How did you get your start in the automotive industry?
George Farah’s father was an auto technician in Michigan. “I started off working for my dad on Saturday’s cleaning up the shop. One day Dad asked me if I wanted to learn how to do an oil change. Things started from there.” George did not take shop in high school because he was learning the basics by working at the shop his dad worked at.
Did you attend Trade School?
George graduated from ‘Ohio Technical college,’ which is an automotive technical college in Cleveland, Ohio. OTC offers programs in automotive, auto-diesel, collision, diesel, manufacturer, motor sports, Powersport, restoration and welding. “I learned a lot on the theory of engine performance, and I did a lot of diagnostics.” He graduated at the top of his class and quickly earned a Master accreditation by ASE. He is currently working towards earning the L1 and L2 ASE certifications.
Best piece of advice a mentor or instructor ever gave you?
“My dad for sure was a mentor as far as teaching me the basics.”
George recommends that when mentors are scarce or free advice isn’t coming your way you can be your own mentor by asking lots of questions and by observing. “I used to work for a tire chain. Because I had watched my boss start up tickets for customers, I was able to write up a customer and start up the ticket while my boss was tied up.”
Do you still have any ASE Certifications?
“I've got an ASE master certification and the ASE in conjunction with BMW. I'm not L1 or L2 yet, but those are the next two on my list.”
How many repair centers have you worked at?
George worked for six different repair facilities before deciding to open up his own shop in April 2021: Tire chains, Dealerships, and multiple independent shops.
Why did you decide to become an Independent Shop owner?
“I left the dealership because of the unfair wages and things like that.” Then he went to work for two more independent shops that he found nightmarish. “I said to myself, either I go back to college and learn something new or open up my own shop.”
Working for a variety of businesses George experienced both outstanding and poor management styles. He was able to take away the good the leave behind the bad. When he opened up his own shop, he picked the Mitchell shop management system. “I learned how to use Mitchell by watching the service writers operate it and by paying attention and asking questions related to it gave me a sense about profit margins and upselling.”

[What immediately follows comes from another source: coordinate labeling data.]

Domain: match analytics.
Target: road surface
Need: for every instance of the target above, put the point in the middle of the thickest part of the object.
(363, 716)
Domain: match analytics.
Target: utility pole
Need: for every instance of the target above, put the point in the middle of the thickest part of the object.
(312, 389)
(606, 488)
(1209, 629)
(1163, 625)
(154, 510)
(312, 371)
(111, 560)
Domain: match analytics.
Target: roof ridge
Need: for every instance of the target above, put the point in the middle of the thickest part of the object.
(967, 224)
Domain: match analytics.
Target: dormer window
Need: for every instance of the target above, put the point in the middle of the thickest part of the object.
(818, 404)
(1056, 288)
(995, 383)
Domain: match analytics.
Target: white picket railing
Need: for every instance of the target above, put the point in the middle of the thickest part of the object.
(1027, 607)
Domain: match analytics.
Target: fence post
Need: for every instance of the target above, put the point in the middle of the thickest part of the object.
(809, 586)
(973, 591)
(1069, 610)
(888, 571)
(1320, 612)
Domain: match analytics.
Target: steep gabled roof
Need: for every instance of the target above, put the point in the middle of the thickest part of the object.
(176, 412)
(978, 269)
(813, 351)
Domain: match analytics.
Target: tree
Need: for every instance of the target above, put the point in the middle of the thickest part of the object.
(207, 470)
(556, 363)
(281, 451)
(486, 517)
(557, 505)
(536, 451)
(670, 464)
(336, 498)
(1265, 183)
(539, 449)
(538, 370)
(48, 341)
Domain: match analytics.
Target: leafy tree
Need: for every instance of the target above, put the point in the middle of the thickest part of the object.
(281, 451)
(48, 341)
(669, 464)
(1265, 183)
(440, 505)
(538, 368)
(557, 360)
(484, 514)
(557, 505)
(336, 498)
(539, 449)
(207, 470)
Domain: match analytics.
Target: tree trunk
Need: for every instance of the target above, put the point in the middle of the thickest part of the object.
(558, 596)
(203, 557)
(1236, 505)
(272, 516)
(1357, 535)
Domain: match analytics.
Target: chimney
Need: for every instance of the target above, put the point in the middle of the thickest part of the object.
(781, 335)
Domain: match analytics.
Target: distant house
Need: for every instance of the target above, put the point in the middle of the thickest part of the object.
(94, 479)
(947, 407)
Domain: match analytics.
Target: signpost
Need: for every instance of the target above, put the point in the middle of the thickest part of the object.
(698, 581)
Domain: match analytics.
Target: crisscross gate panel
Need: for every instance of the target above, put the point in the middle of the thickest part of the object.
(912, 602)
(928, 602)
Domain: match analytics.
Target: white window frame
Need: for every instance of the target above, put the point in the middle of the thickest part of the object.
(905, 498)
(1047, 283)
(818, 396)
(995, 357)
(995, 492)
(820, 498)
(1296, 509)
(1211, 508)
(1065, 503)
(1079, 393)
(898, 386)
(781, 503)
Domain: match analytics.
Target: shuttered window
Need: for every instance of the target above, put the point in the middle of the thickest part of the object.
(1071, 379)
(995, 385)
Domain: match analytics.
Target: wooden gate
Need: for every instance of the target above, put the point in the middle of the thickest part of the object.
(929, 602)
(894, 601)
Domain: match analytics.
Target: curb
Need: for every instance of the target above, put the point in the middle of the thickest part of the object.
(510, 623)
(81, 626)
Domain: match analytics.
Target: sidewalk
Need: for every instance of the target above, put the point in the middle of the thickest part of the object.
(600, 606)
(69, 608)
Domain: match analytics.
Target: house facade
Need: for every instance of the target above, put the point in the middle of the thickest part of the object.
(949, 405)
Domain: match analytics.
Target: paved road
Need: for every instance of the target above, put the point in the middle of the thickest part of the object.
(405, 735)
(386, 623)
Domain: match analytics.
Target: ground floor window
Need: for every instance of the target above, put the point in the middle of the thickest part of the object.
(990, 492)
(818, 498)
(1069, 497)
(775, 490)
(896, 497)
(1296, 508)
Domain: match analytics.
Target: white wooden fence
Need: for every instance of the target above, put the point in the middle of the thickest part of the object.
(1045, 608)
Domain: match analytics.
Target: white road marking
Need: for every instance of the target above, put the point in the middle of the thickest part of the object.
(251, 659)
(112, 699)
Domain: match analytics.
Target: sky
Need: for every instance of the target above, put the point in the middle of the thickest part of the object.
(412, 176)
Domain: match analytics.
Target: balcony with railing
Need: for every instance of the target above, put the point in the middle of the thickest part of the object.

Tell us a little about your shop.
George opened his three-bay independent repair facility GNR Automotive on April 1, 2021 at the age of 21. “The business was funded by maxing out all of my credit cards. I started from scratch, empty building, no customer base. Sometimes you just get lucky. Starting my own business was easy and difficult at the same time, I was always a leader. Everything else you learn comes in due time. If I could do it over again, I wouldn’t change a thing!”
George does all the diagnostics, wrenches, and runs the front. His Dad works alongside him as a heavy line technician.
Do you feel ASE Certifications are important for your technicians to have and maintain? “People will ask me, ‘are you ASE certified?’ and I will tell them yes. And I will get a new customer just for that.”
What do you enjoy most about being an auto repair shop owner?
“Knowing that my paycheck will be my paycheck. And knowing that it will be coming to my family. But being the technician is still my favorite part. I love working on cars and fixing stuff.”
What advice do you have for someone thinking of going to school or wants to start working in the automotive repair industry?
George recommends that you stay motivated and committed. “It’s all in your mindset. Put it into your head to do something and just do it, and don’t stop in the middle. It is important to think about how you can contribute to your employer. Get yourself out there and introduce yourself to people in the trade. Acquire bits and pieces of knowledge from everyone.”
George also recommends conducting yourself professionally and that you get a balanced education of both hands-on-training and theory.
What are your words of wisdom for a new auto technician who gets discouraged?
George recommends creating a support system in the shop and learning how to assert yourself. “Just because I was young and I am good at what I do, people thought that they could step on my toes, which I didn’t appreciate.”
Do you feel that continuing education is important for technicians?
Regarding the pace of technology hitting the market “If you don’t keep yourself up to date on everything, there’s no way for you to be successful without struggling.”
How do you see your job or this industry changing in the next 10 years?
Even though most technicians are comfortable with working on internal combustion engines George knows that electric powered vehicles are here to stay so technicians need to adapt. “There will be a demand for technicians who can diagnose and fix these vehicles and it will take new resources and training to keep up with the changing technology.”